Over the last four fiscal years, private equity investment volumes in India are down 43% to $3.7 billion in FY25 from $6.7 billion in FY21 due to reduced foreign activity amid heightened global macroeconomic uncertainty and geopolitical volatility, Anarock said.
Shobhit Agarwal, MD and CEO – ANAROCK Capital, said, “PE investment volumes have steadily declined over the past five years, dropping from $6.4 billion in FY21 to approximately $ 3.7 billion in both FY25. This represents a 43% decrease from FY21 levels, primarily driven by reduced foreign investor activity amid heightened global macroeconomic uncertainty and geopolitical volatility.”
Number of deals decrease
The number of deals also decreased from 51 in FY24 to 39 in FY25. There were fewer but larger deals dominating the investment space, it showed.

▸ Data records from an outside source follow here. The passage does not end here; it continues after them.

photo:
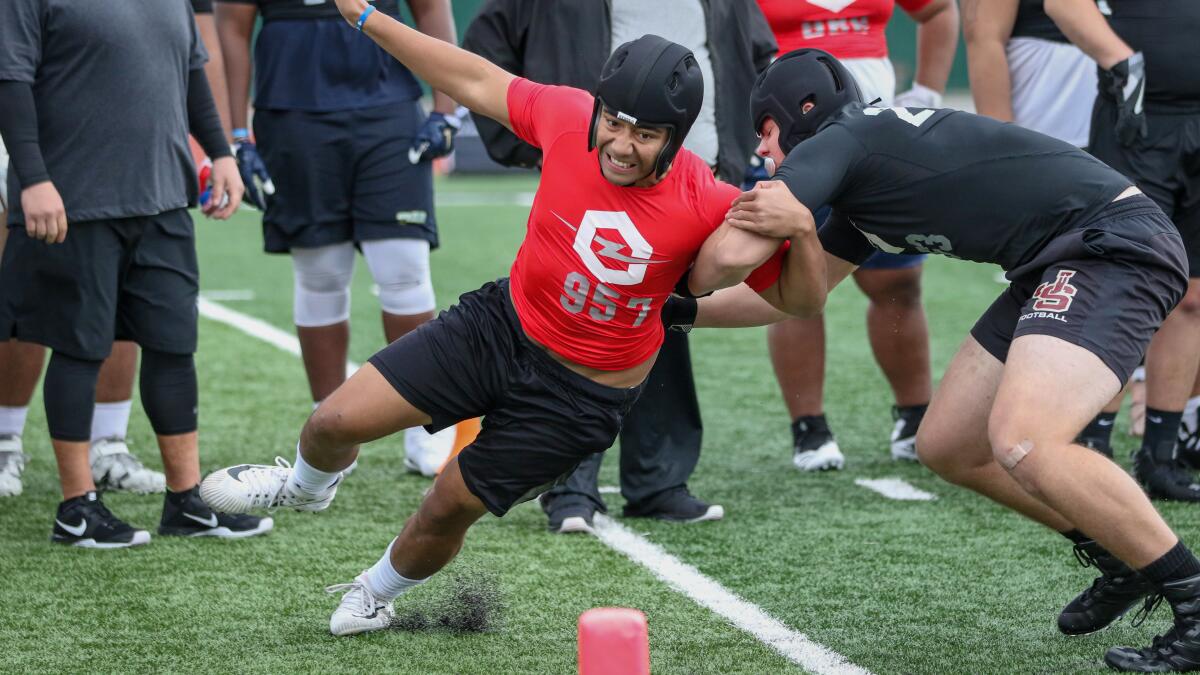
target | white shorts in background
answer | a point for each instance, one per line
(1054, 88)
(876, 78)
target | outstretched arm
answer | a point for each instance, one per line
(467, 78)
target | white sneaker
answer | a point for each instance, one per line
(359, 611)
(825, 458)
(12, 464)
(114, 467)
(426, 453)
(250, 487)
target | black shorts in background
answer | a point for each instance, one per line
(540, 419)
(345, 175)
(1107, 287)
(1165, 166)
(127, 279)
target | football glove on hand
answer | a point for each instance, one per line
(679, 314)
(436, 138)
(253, 173)
(1126, 82)
(919, 96)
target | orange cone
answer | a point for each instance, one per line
(613, 640)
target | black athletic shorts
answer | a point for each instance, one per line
(1165, 166)
(345, 177)
(126, 279)
(540, 419)
(1107, 287)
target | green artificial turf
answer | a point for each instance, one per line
(955, 585)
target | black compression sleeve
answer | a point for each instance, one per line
(203, 120)
(18, 125)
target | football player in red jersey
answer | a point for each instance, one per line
(555, 356)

Residential sector enters consolidation phase
It noted that the residential sector has entered a consolidation phase, with average deal size dropping to $117 million (Q2–Q4 FY25) from $233 million (Q1 FY23–Q4 FY25). However, international equity interest is emerging, as seen in Blackstone’s investment in Kolte Patil and Alpha Wave’s deal with Oberoi Realty, the consultant said.
Offices saw a steep decline in investment—$806 million in FY25 vs. $2.2 billion in FY24. While leasing activity remains robust, investor caution persists due to high interest rates and geopolitical stress. The outlook is optimistic with potential rate cuts on the horizon, the data showed.

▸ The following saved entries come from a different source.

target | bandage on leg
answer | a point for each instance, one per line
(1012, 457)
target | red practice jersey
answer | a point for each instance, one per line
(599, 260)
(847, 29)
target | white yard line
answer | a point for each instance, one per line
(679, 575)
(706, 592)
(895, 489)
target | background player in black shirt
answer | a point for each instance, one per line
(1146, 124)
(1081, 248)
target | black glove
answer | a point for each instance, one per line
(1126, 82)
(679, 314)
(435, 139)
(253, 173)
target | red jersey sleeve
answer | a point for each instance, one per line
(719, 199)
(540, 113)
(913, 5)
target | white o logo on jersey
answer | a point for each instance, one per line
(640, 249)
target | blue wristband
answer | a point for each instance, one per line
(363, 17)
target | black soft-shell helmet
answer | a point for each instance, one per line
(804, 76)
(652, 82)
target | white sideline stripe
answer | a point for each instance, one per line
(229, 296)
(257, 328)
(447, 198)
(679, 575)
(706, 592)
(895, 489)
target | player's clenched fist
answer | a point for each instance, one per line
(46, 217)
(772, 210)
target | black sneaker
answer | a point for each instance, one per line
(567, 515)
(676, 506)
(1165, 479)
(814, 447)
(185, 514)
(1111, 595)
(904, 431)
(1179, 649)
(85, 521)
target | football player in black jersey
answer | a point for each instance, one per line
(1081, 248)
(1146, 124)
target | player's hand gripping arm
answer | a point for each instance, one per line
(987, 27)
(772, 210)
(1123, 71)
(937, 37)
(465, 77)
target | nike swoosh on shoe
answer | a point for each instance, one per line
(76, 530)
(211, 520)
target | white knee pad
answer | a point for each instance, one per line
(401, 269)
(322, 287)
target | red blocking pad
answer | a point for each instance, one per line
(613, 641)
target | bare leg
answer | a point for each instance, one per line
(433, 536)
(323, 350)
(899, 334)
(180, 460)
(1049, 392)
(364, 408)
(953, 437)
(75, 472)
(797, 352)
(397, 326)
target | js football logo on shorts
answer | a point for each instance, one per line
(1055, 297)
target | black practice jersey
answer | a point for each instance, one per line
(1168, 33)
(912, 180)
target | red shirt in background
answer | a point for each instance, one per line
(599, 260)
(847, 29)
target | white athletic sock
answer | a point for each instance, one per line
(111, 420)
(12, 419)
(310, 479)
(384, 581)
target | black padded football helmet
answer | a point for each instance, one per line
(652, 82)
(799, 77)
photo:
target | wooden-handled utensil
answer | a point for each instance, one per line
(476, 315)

Retail continues to thrive on strong consumer demand. While mall operators like DLF, Nexus, and Phoenix are expanding aggressively, PE activity remains limited due to dominance by well-funded players and REITs, it noted.
Warehousing demand is buoyed by manufacturing, e-commerce, and 3PL growth. A clear shift toward Grade A assets and ESG-compliant formats is being observed, reinforcing long-term institutional interest, the consultant said.